Шрифт:
Интервал:
Закладка:
– Optime, optime, amice! – с глубокомысленным видом прогнусавил Каптолович. – И меня еще жжет слово «разбойник», которым наградил меня вельможный господин подбан за жарким, в чем, полагаю, и заключается его главная вина, ибо ежели господин подбан и не надавал нам оплеух, то, обругав нас «разбойниками», тем самым обругал всех без исключения граждан и, следовательно, неслыханно оскорбил honorabilem magtstratum[84] и весь город. Неприятно еще и то, что господин подбан оттаскал за волосы и кинул в снег уважаемого ювелира, ведь старый Крупич в такую непогоду мог и простудиться. Все сие противоречит закону, а что противоречит закону, значит, против закона, а всякое преступление требует наказания. Но, qui bene distinguit, bene docet.[85] Я следую лишь букве закона! А что говорит закон, наша Золотая булла? Слушайте! Capitulum de vituperiis.[86] «И тот, кто даст кому затрещину или оттаскает за волосы, платит сто динаров…».

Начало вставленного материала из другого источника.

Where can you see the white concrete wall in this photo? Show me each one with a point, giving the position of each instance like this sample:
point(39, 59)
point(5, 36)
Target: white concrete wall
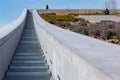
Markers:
point(9, 38)
point(73, 56)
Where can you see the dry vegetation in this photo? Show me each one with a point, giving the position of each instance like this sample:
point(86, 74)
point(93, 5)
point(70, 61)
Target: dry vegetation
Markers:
point(105, 30)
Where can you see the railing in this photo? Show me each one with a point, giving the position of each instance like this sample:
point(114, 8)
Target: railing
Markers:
point(9, 38)
point(73, 56)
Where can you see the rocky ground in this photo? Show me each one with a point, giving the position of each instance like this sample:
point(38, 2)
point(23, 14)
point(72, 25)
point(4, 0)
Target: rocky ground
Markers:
point(105, 30)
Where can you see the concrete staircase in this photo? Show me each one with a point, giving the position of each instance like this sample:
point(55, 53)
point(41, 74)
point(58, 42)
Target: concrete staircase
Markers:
point(28, 62)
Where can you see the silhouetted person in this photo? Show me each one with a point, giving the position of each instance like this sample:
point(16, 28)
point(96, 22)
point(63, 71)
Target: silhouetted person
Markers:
point(47, 7)
point(106, 12)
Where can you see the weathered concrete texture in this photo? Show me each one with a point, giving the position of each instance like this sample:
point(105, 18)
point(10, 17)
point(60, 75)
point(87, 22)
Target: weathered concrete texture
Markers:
point(28, 62)
point(72, 56)
point(9, 38)
point(98, 18)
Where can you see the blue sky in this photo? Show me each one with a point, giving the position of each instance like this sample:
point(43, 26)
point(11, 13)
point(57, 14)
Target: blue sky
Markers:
point(11, 9)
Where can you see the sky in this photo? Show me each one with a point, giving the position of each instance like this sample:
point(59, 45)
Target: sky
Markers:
point(10, 10)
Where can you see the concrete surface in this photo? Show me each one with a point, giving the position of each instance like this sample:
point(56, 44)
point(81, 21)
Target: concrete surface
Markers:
point(98, 18)
point(28, 62)
point(72, 56)
point(9, 38)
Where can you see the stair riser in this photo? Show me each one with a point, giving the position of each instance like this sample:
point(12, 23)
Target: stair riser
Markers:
point(27, 78)
point(28, 64)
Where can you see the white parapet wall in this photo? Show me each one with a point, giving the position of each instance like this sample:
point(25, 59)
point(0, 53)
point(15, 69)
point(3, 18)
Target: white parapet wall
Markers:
point(9, 38)
point(73, 56)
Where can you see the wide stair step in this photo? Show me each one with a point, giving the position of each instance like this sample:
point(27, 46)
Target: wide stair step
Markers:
point(29, 61)
point(28, 76)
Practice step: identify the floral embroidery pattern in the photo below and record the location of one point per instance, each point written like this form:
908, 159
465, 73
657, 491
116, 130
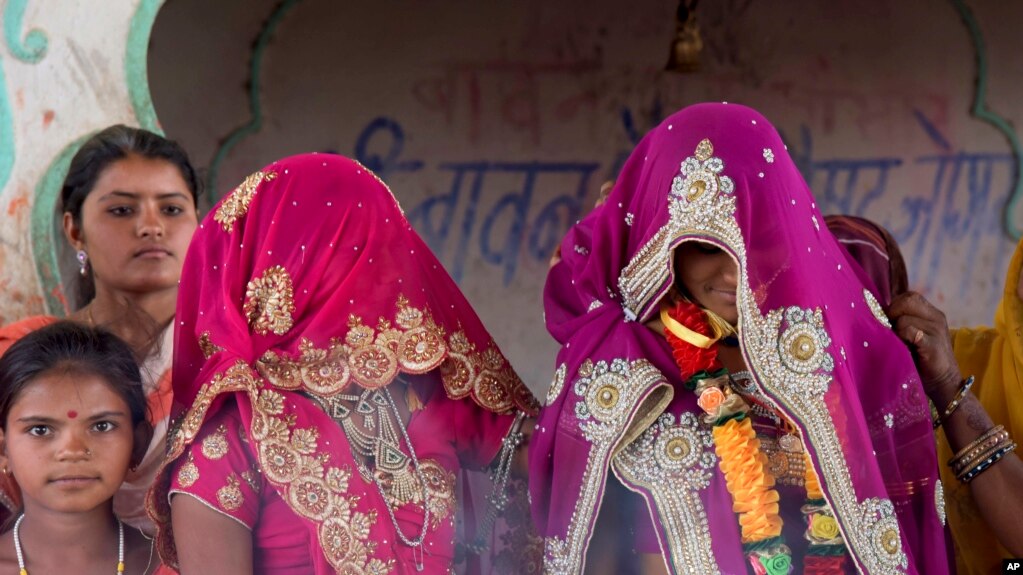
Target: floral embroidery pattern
701, 198
789, 349
673, 460
229, 496
215, 444
440, 483
291, 459
609, 397
235, 206
270, 302
876, 308
207, 346
188, 473
371, 357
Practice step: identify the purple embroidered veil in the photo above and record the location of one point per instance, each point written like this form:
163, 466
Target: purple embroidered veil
817, 345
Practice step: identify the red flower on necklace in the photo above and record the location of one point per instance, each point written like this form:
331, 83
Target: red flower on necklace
691, 358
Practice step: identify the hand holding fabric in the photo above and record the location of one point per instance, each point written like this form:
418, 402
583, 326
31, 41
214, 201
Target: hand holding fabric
925, 330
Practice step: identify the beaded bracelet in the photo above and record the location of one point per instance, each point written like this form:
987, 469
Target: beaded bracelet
969, 454
990, 460
954, 403
981, 454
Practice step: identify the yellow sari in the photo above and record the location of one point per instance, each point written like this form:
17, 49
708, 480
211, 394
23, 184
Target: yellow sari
994, 356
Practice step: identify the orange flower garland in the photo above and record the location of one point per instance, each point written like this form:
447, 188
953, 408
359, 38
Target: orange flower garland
751, 485
743, 462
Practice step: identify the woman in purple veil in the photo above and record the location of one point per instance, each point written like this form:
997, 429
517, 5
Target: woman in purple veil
721, 358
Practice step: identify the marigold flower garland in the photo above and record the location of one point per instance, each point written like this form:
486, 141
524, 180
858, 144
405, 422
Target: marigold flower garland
743, 461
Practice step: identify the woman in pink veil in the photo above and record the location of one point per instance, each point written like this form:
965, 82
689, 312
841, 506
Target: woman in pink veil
330, 383
721, 358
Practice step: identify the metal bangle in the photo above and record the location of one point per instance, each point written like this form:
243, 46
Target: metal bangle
954, 403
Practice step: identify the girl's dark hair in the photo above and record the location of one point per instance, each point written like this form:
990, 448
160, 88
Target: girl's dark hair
96, 155
73, 347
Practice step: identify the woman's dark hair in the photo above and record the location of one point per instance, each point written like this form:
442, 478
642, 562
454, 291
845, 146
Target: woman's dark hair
70, 346
105, 147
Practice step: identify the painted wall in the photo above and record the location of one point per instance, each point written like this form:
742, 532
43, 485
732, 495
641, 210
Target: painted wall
495, 123
67, 70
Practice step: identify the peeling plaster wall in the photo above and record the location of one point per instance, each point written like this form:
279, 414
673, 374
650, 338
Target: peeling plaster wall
67, 70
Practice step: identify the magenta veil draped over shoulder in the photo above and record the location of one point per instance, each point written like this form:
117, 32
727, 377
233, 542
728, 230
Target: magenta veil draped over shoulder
305, 283
819, 349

– Но дорогой брат, – остановил его Мате Вернич, – этот закон действителен, если, скажем, я тебя или ты меня ударишь или, к примеру, уважаемые мастера оттаскают друг друга за чупрун. Только для горожан! Подбан же нашему суду не подлежит.

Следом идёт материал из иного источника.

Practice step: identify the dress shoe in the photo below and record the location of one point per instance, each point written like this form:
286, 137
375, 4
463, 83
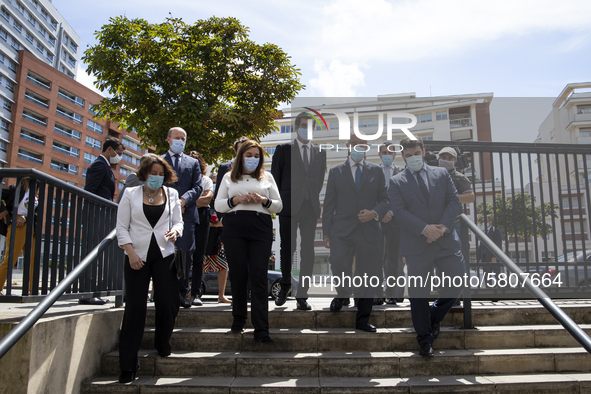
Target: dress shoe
336, 304
435, 328
282, 296
365, 327
185, 303
426, 350
303, 305
266, 339
92, 301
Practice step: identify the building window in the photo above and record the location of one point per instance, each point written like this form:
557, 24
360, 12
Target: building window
441, 115
89, 157
94, 126
93, 142
425, 118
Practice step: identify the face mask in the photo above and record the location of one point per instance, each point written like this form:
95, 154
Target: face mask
357, 155
154, 181
303, 133
116, 159
251, 163
387, 160
415, 163
448, 165
177, 146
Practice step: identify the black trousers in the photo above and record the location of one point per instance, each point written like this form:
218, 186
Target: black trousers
201, 235
248, 261
306, 220
166, 301
390, 250
342, 252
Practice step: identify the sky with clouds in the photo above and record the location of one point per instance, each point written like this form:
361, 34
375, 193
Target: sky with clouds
515, 48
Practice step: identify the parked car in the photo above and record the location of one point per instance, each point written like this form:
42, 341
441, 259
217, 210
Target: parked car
209, 284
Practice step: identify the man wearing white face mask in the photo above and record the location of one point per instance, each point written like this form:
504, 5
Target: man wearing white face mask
189, 188
425, 202
99, 176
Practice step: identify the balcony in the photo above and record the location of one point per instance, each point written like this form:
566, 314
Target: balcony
72, 115
30, 158
460, 122
34, 119
32, 139
66, 151
72, 133
30, 97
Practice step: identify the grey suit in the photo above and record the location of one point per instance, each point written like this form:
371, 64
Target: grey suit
414, 213
348, 236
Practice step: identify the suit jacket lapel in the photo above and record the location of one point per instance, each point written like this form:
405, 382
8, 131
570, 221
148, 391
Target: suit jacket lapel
348, 175
295, 151
414, 186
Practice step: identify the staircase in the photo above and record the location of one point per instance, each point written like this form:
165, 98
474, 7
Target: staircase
517, 347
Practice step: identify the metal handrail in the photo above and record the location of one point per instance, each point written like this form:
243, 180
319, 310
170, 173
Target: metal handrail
29, 321
573, 329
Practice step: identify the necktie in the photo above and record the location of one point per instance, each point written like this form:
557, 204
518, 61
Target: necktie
387, 176
306, 160
422, 186
177, 158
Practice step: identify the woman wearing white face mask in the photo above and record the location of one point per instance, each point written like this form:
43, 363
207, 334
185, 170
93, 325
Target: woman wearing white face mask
248, 195
149, 221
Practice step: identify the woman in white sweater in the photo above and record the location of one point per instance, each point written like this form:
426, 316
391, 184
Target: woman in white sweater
248, 195
149, 221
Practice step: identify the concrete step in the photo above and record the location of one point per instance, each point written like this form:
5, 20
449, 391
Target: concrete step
564, 383
502, 313
357, 364
386, 339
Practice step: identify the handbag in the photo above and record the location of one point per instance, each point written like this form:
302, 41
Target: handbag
177, 259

– Да, да, черт возьми, – ответил Каптолович, – я совсем и позабыл! Quid facturi?[87] Как же тогда? Может, договоримся с подбаном? Пускай заплатит…
– Я полагаю иначе! – загремел огромный Блаж Штакор, ударив кулаком по столу. – Честь и слава нашим достославным старейшинам, почет и уважение вам, почтеннейшие братья по цеху, но, коль сыт, и сладкий кусок в горло не лезет. У нас у всех одна голова, одна шкура! Явится кто снимать с меня голову да сдирать шкуру, а я ему: «Поторгуемся, плати за шкуру грош да за голову два!» Как? Согласны? Черта с два! Явится кто ко мне в кузницу и начнет под носом кулаками размахивать, что я стану делать? Хвать его за ворот, бац по голове молотком, чтобы забыл ко мне и дорогу! А что для меня кузница, то для нас всех именитый город. Для чего возведены стены? Чтобы коты по ним разгуливали? Для чего писаны привилегии? Чтобы черви их точили? Дудки! Нужно дать по рукам каждому, кто вмешивается в наши дела. Какие тут церемонии, к чему долгие обедни! Своими правами я обязан только себе, и кровь свою не продаю за динары! Старый Крупич наш человек. Вряд ли речь идет о насморке, он не женщина! Ну, а если бы его зарезали эти бешеные волки, как скотину, не помогли бы и святые Кузьма с Демьяном! Господин Каптолович говорил очень разумно, на то он и старейшина, у него должна быть умная голова, но я по-простецки маракую иначе! Если мы мужчины, давайте засучивать рукава, а ежели бабы, пошли за печь, пускай дерутся другие. И все мы думаем так! Господин Якопович не раз доказывал нам, что он болеет за нас и наши права. Если мы отдадим ему в руки свои права, они не будут втоптаны в грязь. Пусть делает то, что ему подсказывает его светлая голова, и тогда каждый из нас может спать спокойно.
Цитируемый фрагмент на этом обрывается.